Sporting clays, specifically, is a great warm-up for the season opener because the targets are thrown in different stations that each mimic real hunting situations. Howard Leight Impact® Sport Bluetooth 5.0 Electronic Shooting Earbuds provide a noise reduction rating (NRR) of 29dB and up to 6X amplification, making them a great choice for the range or field.

Bring Extra Shells

Unless you’re hunting a public area that restricts the number of shotgun shells you can legally carry into the field (many do, so check your state’s detailed hunting regulations), make sure you have enough ammunition. This is especially salient advice for the dove hunter. Among the fastest-flying game birds in North America, doves have a habit of making even the best wingshooters miss. Avoid the disappointment that comes from falsely thinking a single box of 25 shotshells will result in a limit of 15 doves. It’s not going to happen.

Take Responsible Shots

Whether hunting teal, geese, doves, or any other free-flying game bird, the temptation is always there to shoot at any bird that passes within 50 yards. But keep in mind that excessive shooting can quickly burn an entire flock or field. Understand the limitations of your firearm, ammunition, and your own shooting ability, and only take high percentage shots. If the birds aren’t coming close enough, change your setup; the birds will tell you where you need to be.

Don’t Forget Your Eyes

Wearing the proper shooting eyewear while hunting not only increases safety, but it can also improve your shooting performance. Start with eyewear marked Z87 on the temples. This means both frames and lenses have passed basic impact testing. Beyond this certification, choose frames that feel comfortable on your face and a lens tint that supports visual acuity. Amber-tinted lenses, specifically, are a wonderful all-around choice because they help to improve contrast and depth perception. That means smaller, fast-flying targets can be picked up and tracked more easily, especially beneath overcast skies. Next to clear, amber lenses also have the best visible light transmission at about 90 percent, which ensures they will perform well in low-light conditions.
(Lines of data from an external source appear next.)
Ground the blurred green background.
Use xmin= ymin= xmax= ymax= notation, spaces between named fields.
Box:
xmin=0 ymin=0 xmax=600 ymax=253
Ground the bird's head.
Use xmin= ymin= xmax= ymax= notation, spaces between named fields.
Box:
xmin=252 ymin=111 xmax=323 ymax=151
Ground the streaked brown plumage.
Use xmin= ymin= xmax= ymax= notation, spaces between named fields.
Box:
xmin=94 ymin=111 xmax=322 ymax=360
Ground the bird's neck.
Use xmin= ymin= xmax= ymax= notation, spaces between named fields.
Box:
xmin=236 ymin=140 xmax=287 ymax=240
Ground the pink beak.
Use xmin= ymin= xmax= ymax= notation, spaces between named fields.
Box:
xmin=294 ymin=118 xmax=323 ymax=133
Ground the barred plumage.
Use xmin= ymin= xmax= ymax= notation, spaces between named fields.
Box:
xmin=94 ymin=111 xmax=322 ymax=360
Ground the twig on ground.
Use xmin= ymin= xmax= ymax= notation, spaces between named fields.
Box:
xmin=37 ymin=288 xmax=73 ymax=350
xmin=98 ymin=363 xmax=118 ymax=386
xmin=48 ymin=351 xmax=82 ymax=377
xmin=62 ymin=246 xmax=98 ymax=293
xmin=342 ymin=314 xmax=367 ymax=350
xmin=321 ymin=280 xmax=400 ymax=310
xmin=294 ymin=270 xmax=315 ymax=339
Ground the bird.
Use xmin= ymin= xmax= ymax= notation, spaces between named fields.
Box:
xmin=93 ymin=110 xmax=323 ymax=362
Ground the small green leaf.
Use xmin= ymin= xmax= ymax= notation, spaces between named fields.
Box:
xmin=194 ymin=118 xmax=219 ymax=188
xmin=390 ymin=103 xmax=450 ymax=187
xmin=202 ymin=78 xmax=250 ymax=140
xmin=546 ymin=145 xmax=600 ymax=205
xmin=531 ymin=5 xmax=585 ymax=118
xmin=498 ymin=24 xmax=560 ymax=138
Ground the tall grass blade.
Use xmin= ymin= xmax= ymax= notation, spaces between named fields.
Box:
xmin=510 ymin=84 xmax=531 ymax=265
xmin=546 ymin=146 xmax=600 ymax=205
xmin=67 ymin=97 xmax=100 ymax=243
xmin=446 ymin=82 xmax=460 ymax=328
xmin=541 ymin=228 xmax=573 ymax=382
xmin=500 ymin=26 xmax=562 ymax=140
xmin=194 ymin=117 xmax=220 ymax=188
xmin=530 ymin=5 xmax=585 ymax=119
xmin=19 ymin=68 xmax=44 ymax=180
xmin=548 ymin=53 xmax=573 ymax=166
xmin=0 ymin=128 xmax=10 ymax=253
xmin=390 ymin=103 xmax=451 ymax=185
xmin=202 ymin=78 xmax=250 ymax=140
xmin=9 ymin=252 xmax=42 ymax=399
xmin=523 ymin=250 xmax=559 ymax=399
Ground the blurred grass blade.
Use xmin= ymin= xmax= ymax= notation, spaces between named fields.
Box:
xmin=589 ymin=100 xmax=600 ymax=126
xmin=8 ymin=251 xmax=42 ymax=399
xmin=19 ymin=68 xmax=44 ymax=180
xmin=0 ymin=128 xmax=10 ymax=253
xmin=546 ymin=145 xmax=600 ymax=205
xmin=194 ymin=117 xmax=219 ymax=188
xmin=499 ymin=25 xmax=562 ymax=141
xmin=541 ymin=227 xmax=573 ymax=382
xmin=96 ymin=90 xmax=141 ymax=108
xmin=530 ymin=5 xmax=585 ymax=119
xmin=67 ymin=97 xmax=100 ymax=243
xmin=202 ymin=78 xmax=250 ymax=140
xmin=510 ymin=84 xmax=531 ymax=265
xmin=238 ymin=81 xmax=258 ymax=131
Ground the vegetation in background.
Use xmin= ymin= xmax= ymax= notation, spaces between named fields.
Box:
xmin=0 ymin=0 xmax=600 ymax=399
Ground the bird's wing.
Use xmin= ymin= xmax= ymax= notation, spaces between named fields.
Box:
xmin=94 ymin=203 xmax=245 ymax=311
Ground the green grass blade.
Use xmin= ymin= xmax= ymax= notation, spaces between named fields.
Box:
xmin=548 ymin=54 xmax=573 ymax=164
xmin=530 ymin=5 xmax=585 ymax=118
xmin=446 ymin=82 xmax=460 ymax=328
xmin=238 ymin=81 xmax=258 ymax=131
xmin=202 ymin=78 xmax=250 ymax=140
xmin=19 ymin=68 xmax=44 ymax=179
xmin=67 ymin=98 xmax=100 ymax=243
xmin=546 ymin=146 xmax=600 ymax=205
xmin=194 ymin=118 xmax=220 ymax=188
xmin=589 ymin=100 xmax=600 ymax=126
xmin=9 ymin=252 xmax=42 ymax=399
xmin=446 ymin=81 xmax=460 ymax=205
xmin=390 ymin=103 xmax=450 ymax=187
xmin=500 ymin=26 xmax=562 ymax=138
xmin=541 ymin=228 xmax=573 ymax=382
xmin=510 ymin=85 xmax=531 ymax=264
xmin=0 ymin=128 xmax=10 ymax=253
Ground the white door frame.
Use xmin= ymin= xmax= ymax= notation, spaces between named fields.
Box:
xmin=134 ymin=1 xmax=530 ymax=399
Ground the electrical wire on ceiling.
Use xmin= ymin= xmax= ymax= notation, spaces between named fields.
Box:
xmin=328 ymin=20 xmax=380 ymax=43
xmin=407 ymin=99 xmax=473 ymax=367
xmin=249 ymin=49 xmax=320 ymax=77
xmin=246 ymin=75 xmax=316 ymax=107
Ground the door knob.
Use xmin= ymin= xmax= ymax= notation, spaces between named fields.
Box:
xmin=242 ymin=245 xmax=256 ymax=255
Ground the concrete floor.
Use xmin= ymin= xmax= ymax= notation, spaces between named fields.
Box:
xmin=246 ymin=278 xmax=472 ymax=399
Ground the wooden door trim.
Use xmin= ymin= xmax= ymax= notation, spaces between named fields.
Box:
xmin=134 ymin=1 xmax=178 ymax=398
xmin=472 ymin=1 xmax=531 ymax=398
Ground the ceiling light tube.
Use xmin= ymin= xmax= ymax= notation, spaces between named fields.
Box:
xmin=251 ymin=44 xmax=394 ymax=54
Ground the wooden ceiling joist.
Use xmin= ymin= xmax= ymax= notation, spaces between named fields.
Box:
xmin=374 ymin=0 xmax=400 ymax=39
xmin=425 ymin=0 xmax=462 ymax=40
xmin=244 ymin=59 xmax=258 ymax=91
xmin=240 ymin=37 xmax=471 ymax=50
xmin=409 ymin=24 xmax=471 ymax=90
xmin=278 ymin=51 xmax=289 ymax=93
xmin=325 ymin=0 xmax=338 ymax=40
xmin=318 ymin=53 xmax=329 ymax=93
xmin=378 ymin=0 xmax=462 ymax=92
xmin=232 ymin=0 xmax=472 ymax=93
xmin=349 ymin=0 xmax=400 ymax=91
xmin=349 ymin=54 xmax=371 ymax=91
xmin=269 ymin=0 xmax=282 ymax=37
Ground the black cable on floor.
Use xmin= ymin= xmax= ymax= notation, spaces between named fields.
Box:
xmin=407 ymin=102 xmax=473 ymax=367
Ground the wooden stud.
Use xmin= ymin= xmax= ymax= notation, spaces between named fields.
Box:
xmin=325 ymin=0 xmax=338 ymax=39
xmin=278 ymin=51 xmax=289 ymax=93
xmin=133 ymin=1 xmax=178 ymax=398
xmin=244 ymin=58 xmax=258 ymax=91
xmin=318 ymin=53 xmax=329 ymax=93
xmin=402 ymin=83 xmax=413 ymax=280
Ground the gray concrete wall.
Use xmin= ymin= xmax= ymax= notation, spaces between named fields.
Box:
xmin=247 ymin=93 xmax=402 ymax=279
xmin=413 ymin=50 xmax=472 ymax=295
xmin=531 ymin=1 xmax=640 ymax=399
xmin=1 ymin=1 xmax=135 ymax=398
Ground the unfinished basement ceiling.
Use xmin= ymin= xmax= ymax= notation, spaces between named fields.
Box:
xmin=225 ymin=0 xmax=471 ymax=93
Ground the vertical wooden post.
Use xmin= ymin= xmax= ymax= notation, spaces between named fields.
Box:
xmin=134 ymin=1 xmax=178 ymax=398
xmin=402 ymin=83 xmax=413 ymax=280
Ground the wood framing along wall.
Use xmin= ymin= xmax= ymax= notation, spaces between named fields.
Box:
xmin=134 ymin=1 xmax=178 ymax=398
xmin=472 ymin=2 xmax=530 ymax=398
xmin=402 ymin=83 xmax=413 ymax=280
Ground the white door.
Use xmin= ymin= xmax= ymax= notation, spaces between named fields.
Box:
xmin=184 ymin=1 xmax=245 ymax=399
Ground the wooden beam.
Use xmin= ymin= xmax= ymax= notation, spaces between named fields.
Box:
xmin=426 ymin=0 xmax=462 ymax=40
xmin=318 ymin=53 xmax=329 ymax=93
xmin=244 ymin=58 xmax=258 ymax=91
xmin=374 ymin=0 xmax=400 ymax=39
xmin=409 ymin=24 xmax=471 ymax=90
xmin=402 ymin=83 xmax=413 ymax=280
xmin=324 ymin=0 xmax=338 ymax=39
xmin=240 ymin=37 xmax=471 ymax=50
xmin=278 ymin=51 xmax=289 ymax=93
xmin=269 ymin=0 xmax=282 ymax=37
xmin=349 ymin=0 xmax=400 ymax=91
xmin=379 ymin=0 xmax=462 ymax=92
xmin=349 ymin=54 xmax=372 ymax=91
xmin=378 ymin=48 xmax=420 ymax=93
Wingshooters don’t need to spend a lot for top-quality shooting glasses. Howard Leight UVEX Genesis eyewear meets ANSI Z87.1-2015 high-impact standards, as well as the Military V0 ballistic test for impact. Available with clear, amber, or vermillion wraparound uni-lenses, Genesis features a soft and flexible ventilated brow guard, plus adjustable temples and nose piece for maximum comfort and a customized fit.